Bilindiği üzere; harita ve krokisi bulunan tapu kayıtlarına Medeni Kanunun 719, 3402 sayılı Kadastro Kanununun 20.maddesi uyarınca kapsam belirleneceği kuşkusuzdur. Ancak böyle bir harita ve kroki yoksa veya uygulanabilir nitelik taşımıyorsa öncelikle tapu kaydının ilk tesisinden itibaren tüm gittileri ile birlikte Tapu Sicil Müdürlüğünden istenilmesi,gitti kayıtlarının yüzölçümlerinde veya sınırlarında bir değişiklik varsa dayandığı belgelerin incelenip, doğru ve yasal bir nedenin bulunup bulunmadığının araştırılması, doğru esasa dayanmıyorsa, ilk tesisindeki sınırlara itibar edilmesi, ayrıca uygulamada yararlanmak üzere varsa komşu taşınmaz kayıtlarının getirtilmesi, böylece yanların dayandığı,usulüne uygun olarak çıkarılmış tüm belgeler toplandıktan, dosya öteki yönlerden de keşfe hazır hale geldikten sonra yöreyi iyi bilen yaşlı ve yansız yerel bilirkişi veya bilirkişiler aracılığı ile uygulama yapılması, kayıtlardaki her sınır yerel bilirkişi veya bilirkişilerden sorulup arazi üzerinde tespit edilmesi;gerektiğinde sınırlar hakkında açıklayıcı doyurucu bilgiler alınması, bilinmeyen sınırlar yönünden taraflara tanık dinletme olanağının sağlanması,komşu taşınmaz kayıtlarının da aynı şekilde uygulanarak yerel bilirkişi ve tanık sözlerinin denetlenmesi gerekir.Öte yandan sınırlar değişebilir nitelikte ise veya tam olarak kapanmayıp açık yönler kalıyorsa, kayda değişmez sınırlarla bağlantı kesilmemek suretiyle miktarına göre kapsam belirlenmesi, ayrıca tapu fen memuru veya mühendisi sıfat ve yeteneğini taşıyan uzman bilirkişi veya bilirkişilerden keşifte saptanan bilgi ve bulgulara uygun ve uygulamayı tam olarak yansıtan, infaza elverişli rapor ve kroki alınması zorunludur.

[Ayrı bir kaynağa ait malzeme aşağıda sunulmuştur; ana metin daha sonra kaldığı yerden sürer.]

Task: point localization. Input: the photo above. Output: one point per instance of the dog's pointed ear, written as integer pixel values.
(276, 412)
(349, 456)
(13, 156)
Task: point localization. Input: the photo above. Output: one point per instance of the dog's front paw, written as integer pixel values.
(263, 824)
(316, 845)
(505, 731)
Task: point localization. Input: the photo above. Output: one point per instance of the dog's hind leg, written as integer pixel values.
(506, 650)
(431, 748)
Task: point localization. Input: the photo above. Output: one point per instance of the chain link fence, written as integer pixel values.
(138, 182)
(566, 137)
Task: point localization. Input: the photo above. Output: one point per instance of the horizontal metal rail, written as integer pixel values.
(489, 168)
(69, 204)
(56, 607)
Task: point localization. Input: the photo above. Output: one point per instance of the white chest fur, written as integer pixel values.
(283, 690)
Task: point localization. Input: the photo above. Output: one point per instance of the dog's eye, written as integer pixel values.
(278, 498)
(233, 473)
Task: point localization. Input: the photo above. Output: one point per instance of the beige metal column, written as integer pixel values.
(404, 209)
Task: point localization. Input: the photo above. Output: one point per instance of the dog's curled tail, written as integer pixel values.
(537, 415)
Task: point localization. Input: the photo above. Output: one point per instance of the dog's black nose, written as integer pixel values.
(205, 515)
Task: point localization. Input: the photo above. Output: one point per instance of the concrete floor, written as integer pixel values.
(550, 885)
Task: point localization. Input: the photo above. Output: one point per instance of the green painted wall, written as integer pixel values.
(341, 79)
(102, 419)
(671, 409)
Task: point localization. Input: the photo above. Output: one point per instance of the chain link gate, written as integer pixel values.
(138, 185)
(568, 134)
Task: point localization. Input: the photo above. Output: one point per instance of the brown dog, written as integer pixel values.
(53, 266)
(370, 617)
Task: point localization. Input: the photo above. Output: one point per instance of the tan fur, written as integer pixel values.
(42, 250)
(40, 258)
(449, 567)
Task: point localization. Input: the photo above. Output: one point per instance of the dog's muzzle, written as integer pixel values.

Diğer taraftan ; Uyuşmazlık, krokileri bulunmayan ve birbirlerini sınır okuyan taraf tapu kayıtlarının kapsamındaki taşınmazların ortak sınırının saptanmasından kaynaklandığına göre;öncelikle, yöreyi iyibilen kişilerden seçilecek yerel bilirkişi yada bilirkişilerden ve tarafların dinletecekleri tanıklardan ayrıntılı bilgi alınarak kayıtların kapsamı ve özellikle ortak sınır belirlenmeli; belirleme sırasında ayrıca, sınıra ilişkindir denebilecek işaret ve bulgulardan; taşınmazların konumlarından ve fiziki toprak yapılarına bakılarak niteliklerinden yararlanılmalıdır. Bunun yanısıra, uzunca süredir devam edegelen kullanım şeklide karine olarak değerlendirilmelidir.

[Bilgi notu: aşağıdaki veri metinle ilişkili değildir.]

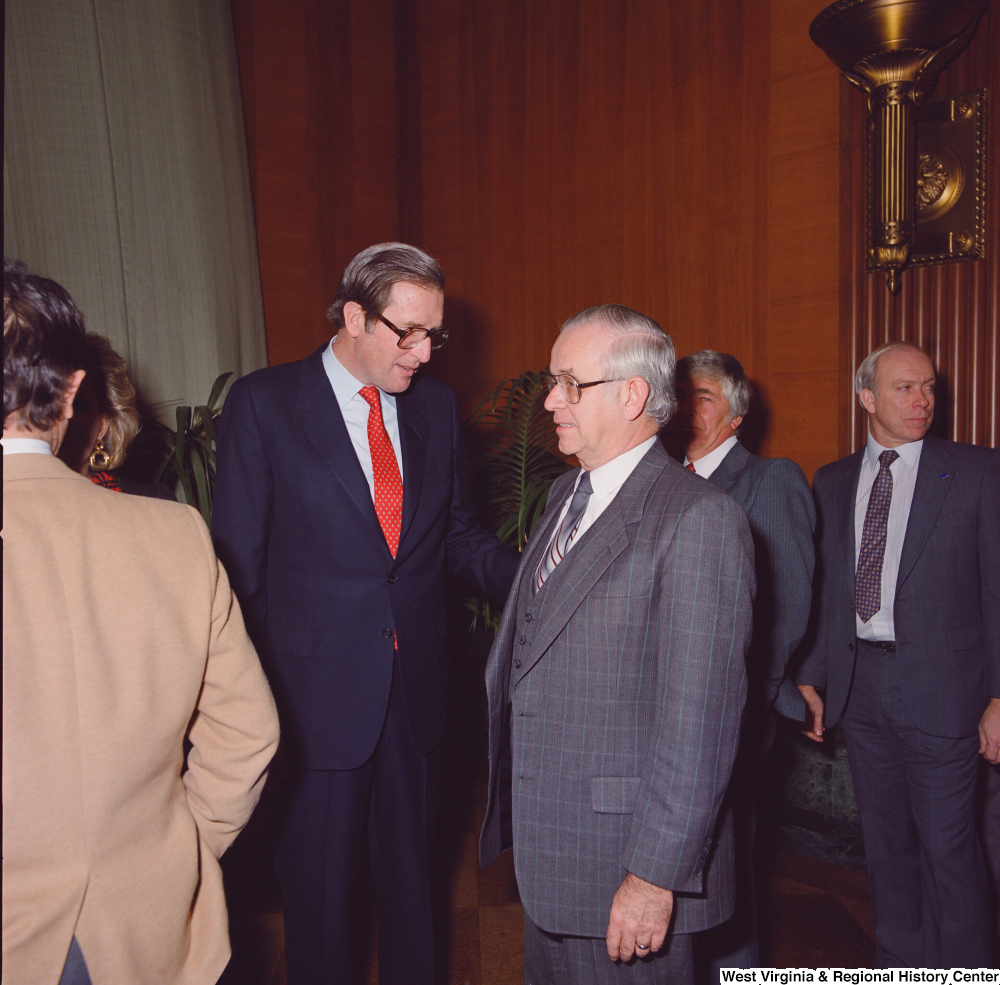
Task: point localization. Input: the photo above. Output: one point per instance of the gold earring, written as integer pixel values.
(99, 458)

Yukarıda değinilen ilke ve olgular doğrultusunda yapılan eksiksiz bir soruşturmaya karşın; ortak sınırın saptanması imkanı bulunamamış ise, sabit ve çekişmesiz öteki sınırlardan bağlantıları kesilmeden tapu kayıtlarına, miktarlarına eşit kapsam tayin edilmeli; tayin edilecek miktarlar, davacının, tapu miktarından az, davalının daha fazla yer kullandığını ortaya koyduğu takdirde; davacının tapu miktarı, tapusunun miktarından aşağıya düşmemesi kaydıyla davalının taşınmazından tamamlanmalıdır. Tamamlama işlemi sonrası artan kısım olursa veya her iki tarafın tapu miktarlarından fazla yer kullandıkları anlaşılırsa; fazla kısım, kayıt miktarlarına oranlanarak ortak sınır belli edilmeli ve yapılan uygulama, Tapu Fen Memuru yada Kadastro Mühendisi sıfatını taşıyan uzman bilirkişiye düzenlettirilecek olan krokiye, denetime ve infazı sağlamaya elverişli bir biçimde yansıtılmalıdır.

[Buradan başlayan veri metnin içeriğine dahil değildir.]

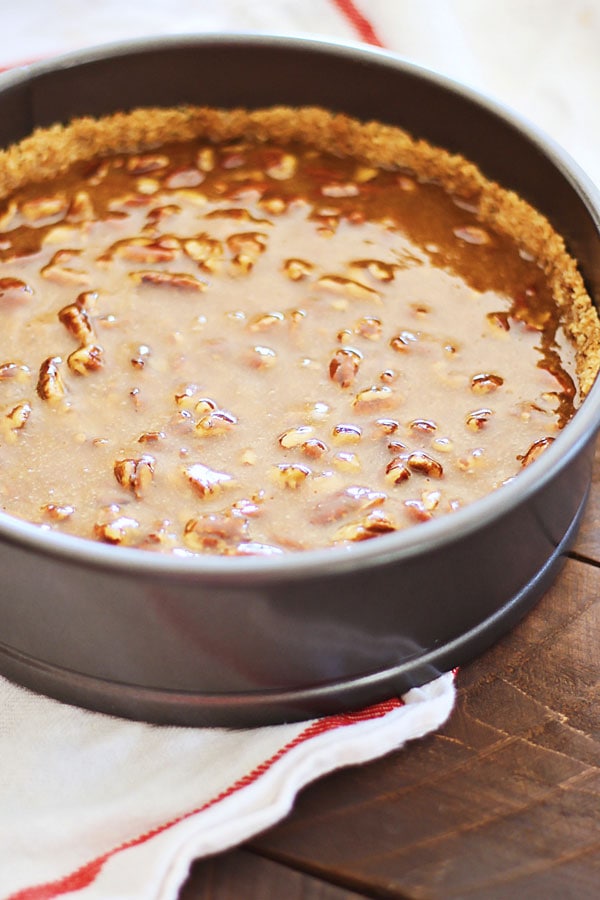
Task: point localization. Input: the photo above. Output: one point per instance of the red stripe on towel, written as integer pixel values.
(86, 874)
(359, 22)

SONUÇ: Hal böyle olunca; öncelikle davalının davada dayandığı tapu kayıt malikleri ile irs ilişkilerinin saptanması, ondan sonra yukarıda açıklanan ilkeler gözetilerek sınırların belirlenmesi ve sonucuna göre bir karar verilmesi gerekirken eksik soruşturma ile hüküm kurulması doğru değildir. Davacı vekilinin bu yönlere değinen temyiz itirazları yerindedir. Kabulü ile kararın yukarıda açıklanan nedenlerle HUMK.nun 428. maddesi uyarınca BOZULMASINA 4.12.2004 tarihinde yürürlüğe giren Avukatlık Ücret Tarifesinin 14. maddesi gereğince gelen temyiz eden vekili için 400,00 YTL. duruşma avukatlık parasının temyiz edilenden alınmasına, peşin alınan harcın temyiz edene geri verilmesine, 5.4.2005 tarihinde oybirliğiyle karar verildi.